Zoologie: Klare Sicht trotz rasanten Sprints

Rennen Raubtiere einem fliehenden Beutetier hinterher, heften sie ihren Blick nicht unbedingt auf dieses, sondern stattdessen auf die Umgebung. Vermutlich sorgt das dafür, dass sie auch bei der wildesten Verfolgungsjagd das Gelände noch recht deutlich sehen und so erkennen, wohin sie laufen. Dies entdeckten Fachleute um Damian Wallace vom Max-Planck-Institut für Neurobiologie des Verhaltens in Bonn (MPINB) anhand von Tests mit jagenden Frettchen.

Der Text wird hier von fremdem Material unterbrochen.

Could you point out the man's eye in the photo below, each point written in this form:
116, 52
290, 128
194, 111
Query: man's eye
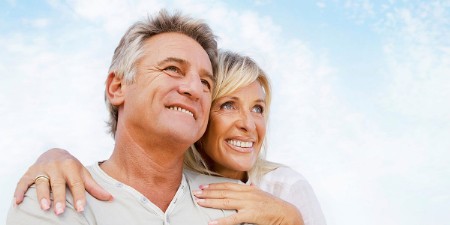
227, 106
206, 83
172, 70
258, 109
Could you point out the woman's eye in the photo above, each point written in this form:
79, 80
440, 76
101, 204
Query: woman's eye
206, 83
227, 106
258, 109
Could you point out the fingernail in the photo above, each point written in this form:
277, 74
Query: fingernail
59, 208
45, 204
80, 206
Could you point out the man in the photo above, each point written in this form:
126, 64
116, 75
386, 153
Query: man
158, 92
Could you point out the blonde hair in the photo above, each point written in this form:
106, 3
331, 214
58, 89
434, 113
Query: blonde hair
131, 47
236, 71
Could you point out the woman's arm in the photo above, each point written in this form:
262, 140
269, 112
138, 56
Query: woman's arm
62, 169
253, 204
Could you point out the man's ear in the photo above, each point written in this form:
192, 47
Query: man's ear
115, 89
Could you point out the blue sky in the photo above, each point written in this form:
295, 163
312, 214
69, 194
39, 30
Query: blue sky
361, 92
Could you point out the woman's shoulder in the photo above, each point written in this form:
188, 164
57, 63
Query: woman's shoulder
284, 174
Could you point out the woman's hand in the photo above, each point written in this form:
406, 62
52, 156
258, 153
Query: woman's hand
62, 169
252, 204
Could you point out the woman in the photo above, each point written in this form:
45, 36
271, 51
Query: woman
232, 146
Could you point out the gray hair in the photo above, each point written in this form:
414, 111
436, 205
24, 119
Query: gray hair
130, 48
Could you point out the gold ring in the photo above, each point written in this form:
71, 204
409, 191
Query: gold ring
41, 177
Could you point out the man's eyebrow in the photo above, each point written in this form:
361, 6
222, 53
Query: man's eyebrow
203, 72
173, 59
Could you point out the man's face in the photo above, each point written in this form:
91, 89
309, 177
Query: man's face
171, 97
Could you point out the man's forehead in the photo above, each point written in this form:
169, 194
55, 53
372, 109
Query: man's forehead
178, 48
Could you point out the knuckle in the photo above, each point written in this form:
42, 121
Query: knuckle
76, 184
226, 202
57, 183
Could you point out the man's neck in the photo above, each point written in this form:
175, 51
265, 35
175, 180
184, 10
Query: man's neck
155, 171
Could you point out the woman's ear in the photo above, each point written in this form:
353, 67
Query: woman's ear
115, 89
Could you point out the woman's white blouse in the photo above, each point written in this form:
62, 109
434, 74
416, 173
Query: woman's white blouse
291, 186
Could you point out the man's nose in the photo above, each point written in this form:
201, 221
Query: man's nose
191, 86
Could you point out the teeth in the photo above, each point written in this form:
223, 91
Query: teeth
181, 110
242, 144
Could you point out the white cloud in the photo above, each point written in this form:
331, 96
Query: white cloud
37, 23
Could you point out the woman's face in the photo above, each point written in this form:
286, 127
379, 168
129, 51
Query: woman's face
236, 131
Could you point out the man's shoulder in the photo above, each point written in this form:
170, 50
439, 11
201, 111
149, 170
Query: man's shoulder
196, 178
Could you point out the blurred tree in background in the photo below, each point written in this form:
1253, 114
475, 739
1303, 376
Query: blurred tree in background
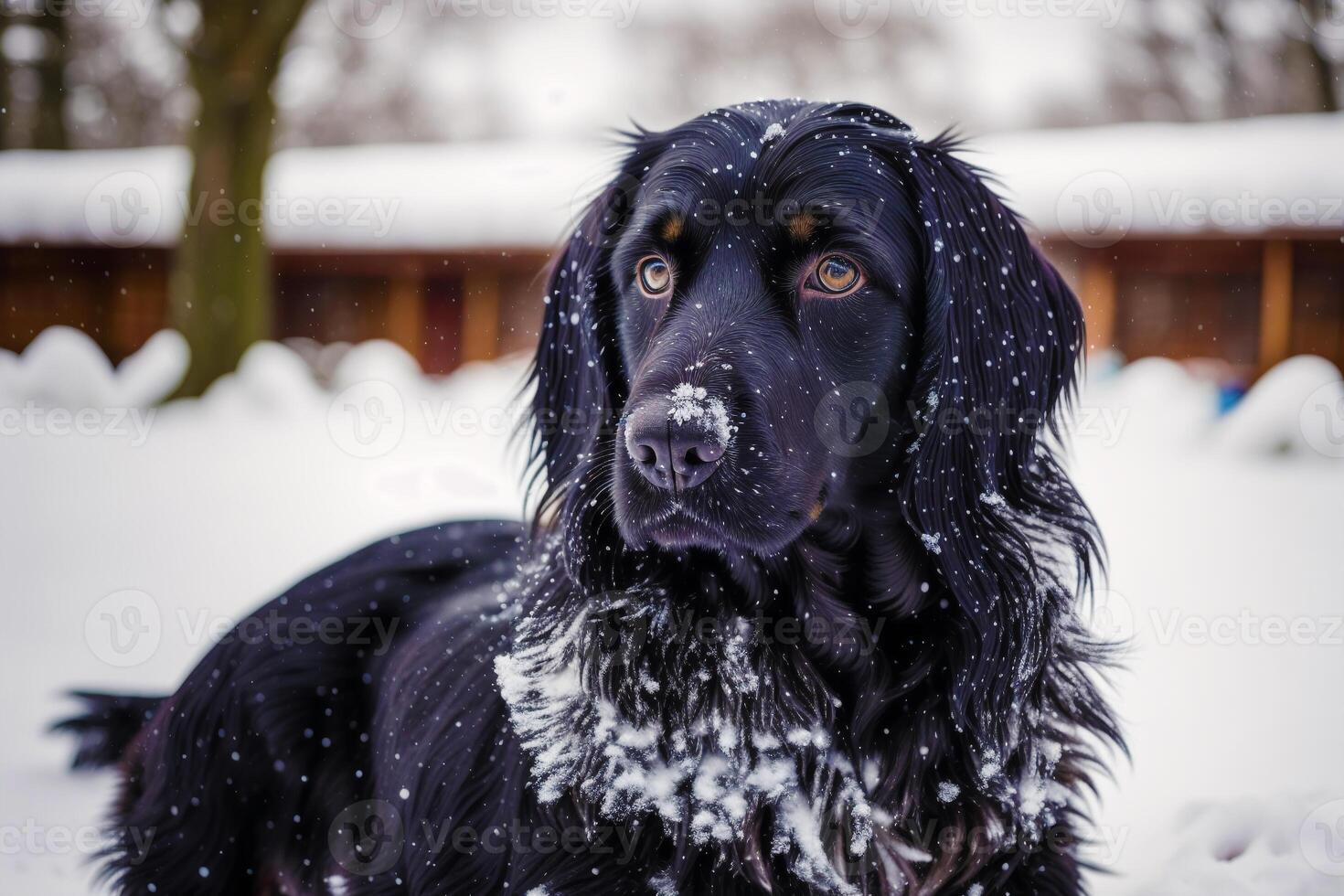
220, 278
233, 80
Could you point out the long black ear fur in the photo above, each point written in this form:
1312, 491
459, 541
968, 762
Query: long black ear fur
984, 489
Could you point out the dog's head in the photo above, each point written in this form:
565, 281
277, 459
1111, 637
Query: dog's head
786, 308
805, 340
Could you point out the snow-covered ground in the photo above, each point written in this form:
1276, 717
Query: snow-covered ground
120, 517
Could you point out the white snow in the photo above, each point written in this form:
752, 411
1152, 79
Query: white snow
1227, 557
1135, 179
692, 402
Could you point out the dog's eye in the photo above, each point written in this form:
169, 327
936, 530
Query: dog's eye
837, 274
655, 275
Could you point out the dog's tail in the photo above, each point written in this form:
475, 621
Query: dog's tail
106, 726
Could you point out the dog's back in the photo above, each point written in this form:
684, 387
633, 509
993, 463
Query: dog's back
231, 784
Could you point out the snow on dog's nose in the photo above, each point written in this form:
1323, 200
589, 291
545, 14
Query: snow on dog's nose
677, 443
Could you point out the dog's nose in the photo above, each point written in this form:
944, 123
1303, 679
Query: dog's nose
671, 454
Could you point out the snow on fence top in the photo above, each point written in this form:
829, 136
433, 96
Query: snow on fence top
1257, 175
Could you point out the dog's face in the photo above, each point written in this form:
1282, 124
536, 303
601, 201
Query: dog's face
788, 308
766, 272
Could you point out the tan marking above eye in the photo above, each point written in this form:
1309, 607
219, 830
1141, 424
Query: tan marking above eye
654, 274
837, 272
801, 226
672, 228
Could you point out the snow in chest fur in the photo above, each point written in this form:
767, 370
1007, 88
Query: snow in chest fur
707, 746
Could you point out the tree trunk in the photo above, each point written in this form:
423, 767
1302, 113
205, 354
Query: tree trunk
1317, 16
220, 280
5, 108
48, 131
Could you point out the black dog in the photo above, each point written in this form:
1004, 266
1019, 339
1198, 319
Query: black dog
798, 613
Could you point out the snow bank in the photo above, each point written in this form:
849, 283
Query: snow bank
65, 368
425, 197
1250, 848
1083, 183
212, 506
1295, 409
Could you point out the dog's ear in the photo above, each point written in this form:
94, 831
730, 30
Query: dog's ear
577, 372
984, 491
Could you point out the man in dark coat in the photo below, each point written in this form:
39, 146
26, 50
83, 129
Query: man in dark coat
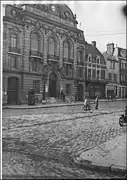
96, 103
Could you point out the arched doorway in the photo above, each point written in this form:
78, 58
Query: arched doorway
80, 92
52, 85
12, 92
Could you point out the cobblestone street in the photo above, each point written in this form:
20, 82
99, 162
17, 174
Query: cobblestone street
44, 142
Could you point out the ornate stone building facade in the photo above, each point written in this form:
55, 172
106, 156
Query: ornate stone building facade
95, 72
116, 59
42, 45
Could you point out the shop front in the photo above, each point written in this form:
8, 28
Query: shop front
96, 90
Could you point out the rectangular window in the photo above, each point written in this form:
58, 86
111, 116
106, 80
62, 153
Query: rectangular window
67, 70
122, 77
110, 77
93, 74
98, 74
89, 73
113, 65
102, 74
14, 63
13, 41
126, 66
80, 72
36, 86
115, 77
85, 72
126, 78
34, 64
68, 89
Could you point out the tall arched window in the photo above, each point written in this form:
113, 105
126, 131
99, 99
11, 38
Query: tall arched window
71, 50
34, 42
52, 46
66, 50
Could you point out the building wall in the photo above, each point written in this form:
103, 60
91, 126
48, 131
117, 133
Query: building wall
24, 67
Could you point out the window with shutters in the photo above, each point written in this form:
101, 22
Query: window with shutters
36, 86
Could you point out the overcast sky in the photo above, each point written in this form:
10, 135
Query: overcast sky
100, 17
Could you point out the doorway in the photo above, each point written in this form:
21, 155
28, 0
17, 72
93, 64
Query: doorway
12, 92
80, 92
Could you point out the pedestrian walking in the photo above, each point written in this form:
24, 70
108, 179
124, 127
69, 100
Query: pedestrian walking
61, 94
85, 103
75, 97
96, 103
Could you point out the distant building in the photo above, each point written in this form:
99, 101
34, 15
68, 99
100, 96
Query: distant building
95, 72
42, 40
116, 67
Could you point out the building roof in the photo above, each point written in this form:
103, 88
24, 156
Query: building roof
109, 56
91, 49
60, 10
122, 52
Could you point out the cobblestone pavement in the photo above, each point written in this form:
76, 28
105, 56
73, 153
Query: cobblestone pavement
40, 144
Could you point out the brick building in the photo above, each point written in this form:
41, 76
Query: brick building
42, 45
116, 59
95, 71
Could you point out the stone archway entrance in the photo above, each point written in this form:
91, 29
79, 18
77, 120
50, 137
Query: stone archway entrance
12, 91
80, 92
52, 85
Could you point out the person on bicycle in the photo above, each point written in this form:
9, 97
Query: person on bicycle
126, 113
96, 103
86, 106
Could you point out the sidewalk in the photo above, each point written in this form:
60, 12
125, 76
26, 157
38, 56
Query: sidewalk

Mit Hilfe von kleinen Kameras, die am Kopf der Tiere befestigt wurden, zeichneten Wallace und sein Team die Kopf- und Augenbewegungen von sich frei bewegenden Frettchen auf. Daraus konnten sie die Gesichtsfelder beider Augen der Tiere rekonstruieren und so ermitteln, was die Räuber sehen, wenn sie fliehender Beute nachsetzen. Während einer Verfolgungsjagd vollführen die Augen der Tiere demnach schnelle Bewegungen, die als Sakkaden oder Blickzielbewegungen bezeichnet werden. Es gibt diese Augenbewegungen ebenso beim Menschen, und sie dienen dazu, Objekte rasch in den Fokus zu nehmen und auch bei Ortsveränderungen im Blick zu behalten.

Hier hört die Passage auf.